LARGE csv issue (7+ GB - ~25 million lines)

Trying to quantify corruption and data loss in my ECM. Did a query in SQL to get the number of items that are SUPPOSED to be there. Query returned 25 million lines. Saved as csv becomes almost 8 GB. I think there are multiple lines per file.

I want to run PowerShell against the csv and get a new csv with only unique values. Plan to then use that csv with PowerShell (Test-Path ) to get a list of what is/isn’t there so I can try to remediate.

I have tried gc large.csv | get-unique > new.csv - I ended up with an 11 GB csv.

I am trying:

Import-CSV .\large.csv | srt filepath -Unique | Export-CSV .\new.csv - NoTypeInformation

As you can imagine, it is using huge amounts of time and huge amounts of RAM. What am I doing wrong? How can I do this more efficiently?

Thank you for your help!

Bruce Olschewski

Anything you do with a CSV that large is going to be ridiculously slow, assuming it even works at all (since you may run into Out of Memory exceptions at some point.)

It might be easier to just count the number of lines in the file. The fastest way to do that in PowerShell 3.0 or later is probably this:

This way, the .NET framework (compiled C# code) is doing all of the heavy lifting, and you’re also not having to store the whole file in memory, since this is all being done with IEnumerable.

Bruce, I think to increase efficiency you should use SELECT DISTINCT in SQL or SSIS instead doing the heavy work outside. The SQL engine is much more efficient.

Just my 2 cents.

Best,
Daniel

Thank you Daniel! I used that and reduced it to about 17 million lines. :slight_smile:

Is there a way I can read records out of the csv to do a check-path on the record and write a $false (if missing) to another csv without having to load 5 GB of data into memory?

Two suggestions:

  1. Use SQL to get unique rows, not Powershell. The functionality is built into the T-SQL syntax.
  2. Use Powershell to query the database directly, without storing the data in an interim CSV file. This way Powershell can process the results row by row without wasting both diskspace and memory.

Bruce, have a look at the Netnerds blog. Chrissy LeMaire has written some great articles on working with large CSV files:

Can you explain the whole scenario and what you are trying to do? You have data in a database and it sounds like a lot of data. SQL has an engine meant to work with millions of records and perform advanced queries, but Powershell isn’t the best place to work with millions of records. If you explain what you are trying to do with the data and the end goal, we’ll be able to tell you the options to make it work as efficiently as possible.

Here is what I am trying to do. My document management system experienced some severe problems. The NAS that copy 2 was on died. That was when we found data corruption in copy 1. I need to figure out what is missing as I try to recover. The database for the system is MS SQL 2005. I queried the db to get a list of what it THINKS is there (getting doc handle and filepath as part of the query). That is the source of the huge csv.
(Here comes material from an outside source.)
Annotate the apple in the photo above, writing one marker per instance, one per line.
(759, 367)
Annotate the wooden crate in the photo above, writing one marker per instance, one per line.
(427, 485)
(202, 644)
What I want to do is take the list of what the db thinks exists and use PowerShell to check-path each item and then write if the file is missing to another csv so I can find what is missing and work to get my system trustworthy again.

This is the query I used to get the large csv:
select distinct
hsi.itemdata.itemnum, hsi.itemdata.itemname, hsi.itemdata.datestored, hsi.itemdatapage.filepath
From
hsi.itemdata, hsi.itemdatapage
Where
hsi.itemdatapage.diskgroupnum = 104
and
hsi.itemdata.status 16
and
hsi.itemdata.itemnum = hsi.itemdatapage.itemnum

Now I want to read the csv (if possible) without loading it entirely into memory and do a “for each” to test each file.

Does that clarify the situation? Is there a better way?

Thanks,

Bruce

I’d argue that it may be better if you adjust your SQL query to create a new database, and keep the data in SQL. Get it to add another (blank) column though.

Two options then might be to either

(1) Skip PowerShell completely, and create a stored procedure / function via VB/C# that carries out the checks, returning a true/false based on the result, and write a new SQL query using the SP/Function. It’s a fairly straightforward process to be honest.

or

(2) Create a PowerShell script which executes performs a retrieval of a specified number of rows at a time (via SQL’s ROW_NUMBER), and checks for the files existence. If it exists, update the table column to indicate a true or false for if the file exists. You could run this as a job in SQL so you can leave it churning away. You might also be able to write your code as a workflow and use parallel execution to speed it up.

I’m not a SQL guru by any manner or means, but i’d go for option 1 if speed is of the essence.

Why not just use xcopy? If you have two directories and you just want to compare one with the other and copy missing files, I don’t see the need to even involve or use SQL if you just need to compare file structures.